First, we should all be very happy that Seaspan won the lucrative $8 billion contract for non-combat ship building.
The magnitude of this investment dwarfs other recent major projects in B.C. including, the Port Mann Bridge, investment for the Olympics, BC Place and so on.
In order to increase the efficacy of the shipbuilding project we need to ensure that we have adequate transportation systems to accommodate the labour supply, and goods and service required for completing the project on time and on budget.
We have an opportunity to not only make this shipbuilding project more effective, but more sustainable for subsequent projects afterwards.
The chairman of Dofasco addressed a group of Grade 13 students, of which I was one, at Dofasco’s steel mill about 30 years ago at a management ground level training program.

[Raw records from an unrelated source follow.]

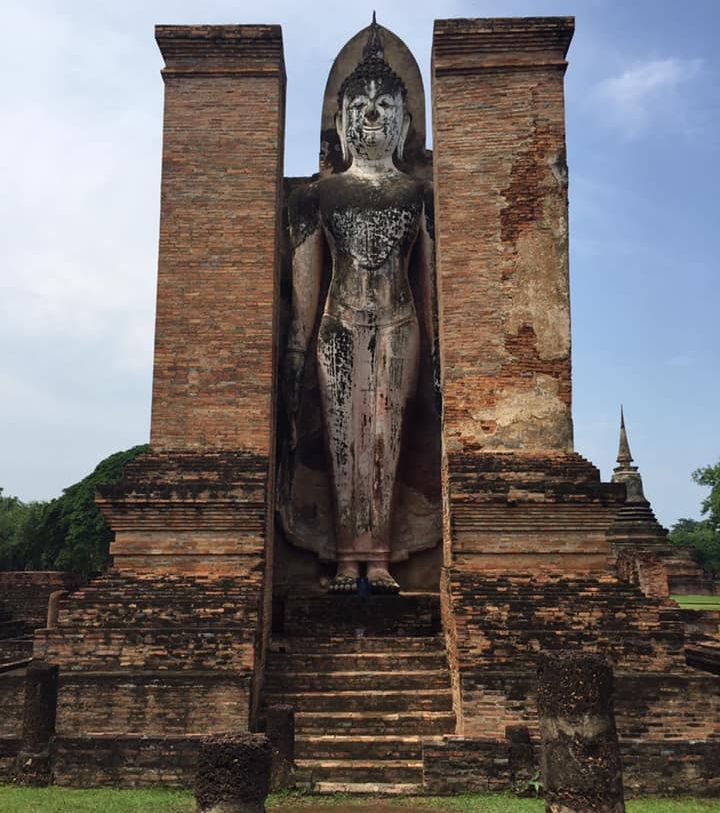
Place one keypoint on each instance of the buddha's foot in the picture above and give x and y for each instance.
(382, 582)
(343, 583)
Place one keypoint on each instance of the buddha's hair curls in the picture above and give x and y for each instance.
(372, 67)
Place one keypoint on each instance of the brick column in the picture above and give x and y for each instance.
(502, 242)
(202, 501)
(517, 498)
(219, 222)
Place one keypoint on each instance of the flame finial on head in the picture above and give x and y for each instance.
(372, 67)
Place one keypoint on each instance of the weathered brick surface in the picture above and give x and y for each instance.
(110, 760)
(650, 767)
(502, 624)
(466, 765)
(153, 703)
(189, 513)
(12, 698)
(218, 264)
(151, 656)
(645, 569)
(502, 248)
(512, 512)
(24, 594)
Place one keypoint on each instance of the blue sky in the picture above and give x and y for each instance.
(82, 98)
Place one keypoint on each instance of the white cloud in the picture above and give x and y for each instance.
(648, 93)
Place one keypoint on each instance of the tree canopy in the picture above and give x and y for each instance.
(703, 535)
(67, 533)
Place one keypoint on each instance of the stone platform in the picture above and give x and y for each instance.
(369, 680)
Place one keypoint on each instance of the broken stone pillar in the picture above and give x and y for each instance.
(32, 764)
(202, 501)
(580, 757)
(521, 757)
(233, 774)
(500, 180)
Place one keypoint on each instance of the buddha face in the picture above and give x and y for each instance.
(374, 123)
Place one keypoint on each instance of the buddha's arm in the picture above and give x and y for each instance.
(428, 303)
(307, 257)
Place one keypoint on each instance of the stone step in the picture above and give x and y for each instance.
(352, 644)
(389, 771)
(329, 681)
(369, 788)
(13, 628)
(393, 700)
(323, 615)
(375, 723)
(358, 746)
(356, 661)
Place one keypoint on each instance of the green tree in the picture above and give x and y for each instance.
(67, 533)
(703, 535)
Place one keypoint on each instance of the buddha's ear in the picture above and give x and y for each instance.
(340, 125)
(407, 118)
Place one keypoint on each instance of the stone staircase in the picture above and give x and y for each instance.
(369, 681)
(15, 637)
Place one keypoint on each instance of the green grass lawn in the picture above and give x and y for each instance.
(63, 800)
(698, 602)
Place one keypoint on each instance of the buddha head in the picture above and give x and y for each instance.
(372, 119)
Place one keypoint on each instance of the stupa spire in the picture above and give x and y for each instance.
(635, 523)
(624, 457)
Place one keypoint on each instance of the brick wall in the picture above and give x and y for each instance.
(25, 594)
(218, 263)
(502, 247)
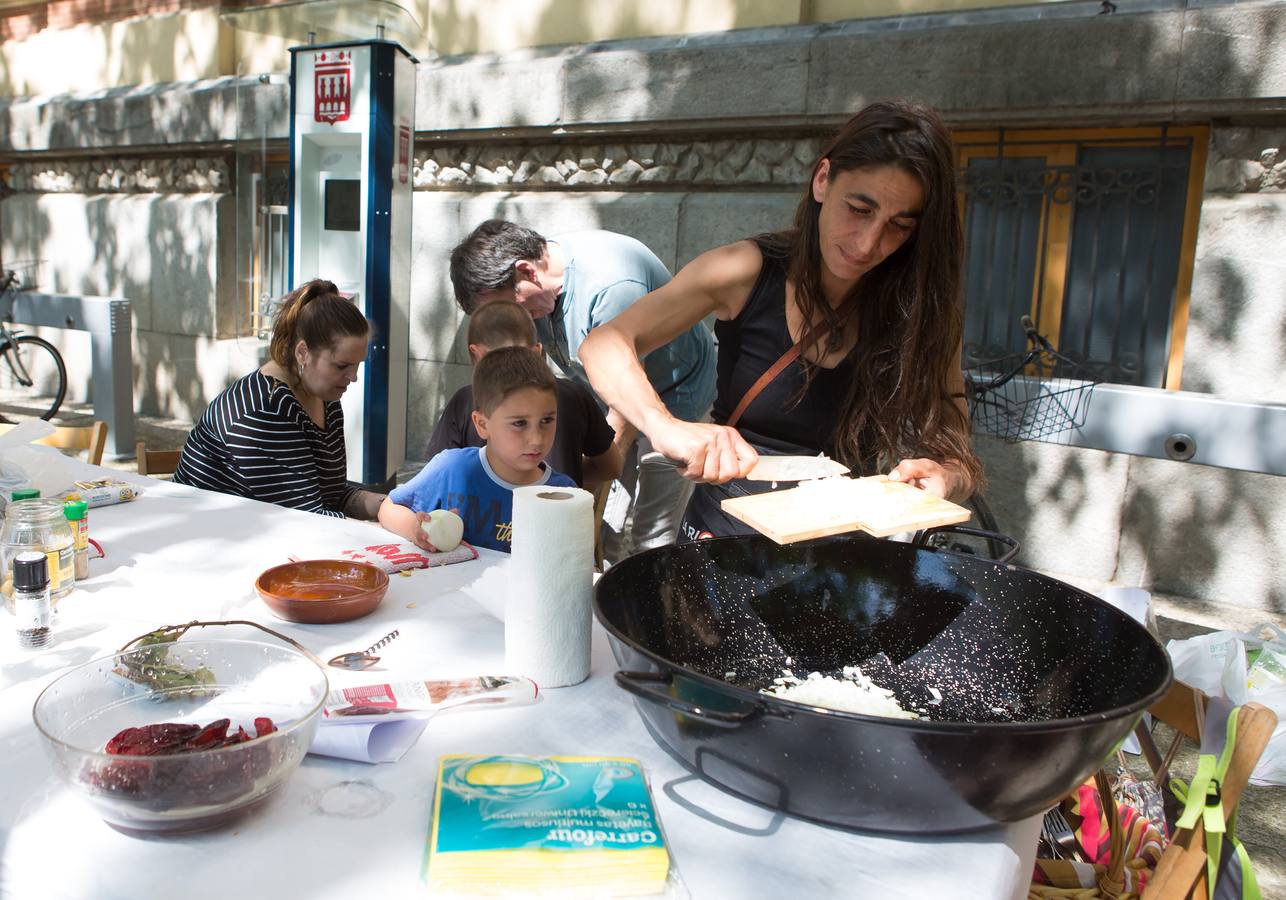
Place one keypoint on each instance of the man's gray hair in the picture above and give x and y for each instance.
(484, 261)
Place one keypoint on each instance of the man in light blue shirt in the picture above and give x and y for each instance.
(571, 284)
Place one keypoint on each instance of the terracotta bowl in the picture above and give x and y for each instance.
(320, 592)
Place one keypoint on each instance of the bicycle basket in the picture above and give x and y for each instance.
(1029, 396)
(26, 271)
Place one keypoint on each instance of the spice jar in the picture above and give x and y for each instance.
(39, 525)
(31, 598)
(76, 512)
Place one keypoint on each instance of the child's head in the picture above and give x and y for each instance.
(516, 410)
(500, 323)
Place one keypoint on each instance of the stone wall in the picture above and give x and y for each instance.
(171, 255)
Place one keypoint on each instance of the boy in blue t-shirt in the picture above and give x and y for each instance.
(516, 414)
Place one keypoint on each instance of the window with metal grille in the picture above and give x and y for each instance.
(1092, 234)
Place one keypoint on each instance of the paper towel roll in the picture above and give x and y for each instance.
(547, 611)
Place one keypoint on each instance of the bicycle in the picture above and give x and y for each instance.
(1032, 395)
(34, 374)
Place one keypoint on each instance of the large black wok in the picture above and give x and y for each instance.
(1039, 680)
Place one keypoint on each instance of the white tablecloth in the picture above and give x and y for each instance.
(345, 829)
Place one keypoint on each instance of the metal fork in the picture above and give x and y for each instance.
(1062, 838)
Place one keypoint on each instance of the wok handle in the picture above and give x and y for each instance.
(637, 683)
(922, 538)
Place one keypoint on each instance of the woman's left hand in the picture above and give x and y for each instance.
(931, 476)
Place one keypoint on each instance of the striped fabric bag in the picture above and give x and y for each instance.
(1124, 846)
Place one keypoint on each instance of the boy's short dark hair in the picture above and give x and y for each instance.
(484, 261)
(504, 370)
(502, 323)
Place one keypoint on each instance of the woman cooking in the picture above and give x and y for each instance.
(277, 435)
(840, 336)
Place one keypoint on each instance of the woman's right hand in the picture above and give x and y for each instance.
(711, 453)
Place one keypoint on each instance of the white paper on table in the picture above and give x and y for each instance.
(401, 710)
(367, 742)
(490, 588)
(1136, 603)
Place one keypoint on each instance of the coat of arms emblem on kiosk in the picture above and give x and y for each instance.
(332, 86)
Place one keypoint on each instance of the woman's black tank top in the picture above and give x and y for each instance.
(749, 345)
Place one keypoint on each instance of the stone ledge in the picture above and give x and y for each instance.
(117, 175)
(1056, 63)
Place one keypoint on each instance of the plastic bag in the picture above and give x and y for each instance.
(1241, 666)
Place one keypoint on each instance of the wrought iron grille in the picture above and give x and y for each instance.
(1086, 238)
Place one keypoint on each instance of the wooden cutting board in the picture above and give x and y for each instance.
(837, 505)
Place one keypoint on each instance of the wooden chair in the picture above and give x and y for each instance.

He indicated as per a European model, a lower operating and transportation cost for individuals is good business for Dofasco.
This is why Dofasco encouraged higher density in Hamilton, Ont. “It prevents transportation headaches, creates punctuality and makes their pay go farther.”
Labour accessibility is good for manufacturing, but is also good for all segments of the economy.
Density and cost-effective transit is not a panacea, but it helps make workers pay go further in the face of cheaper production costs globally.
In transportation planning there is the concept of origin-destination. In the ship building case we know the destination. Therefore we need to ensure we free up road capacity for the necessary delivery of goods and services, use rail for commercial needs if appropriate, we need to encourage the use of the E&N and LRT for people movement (labour supply), we need to encourage greater residential urban density in proximity of the shipyards so that workers can walk to work.
We have a few years to plan for this shipbuilding activity, so there is no excuse for traffic headaches.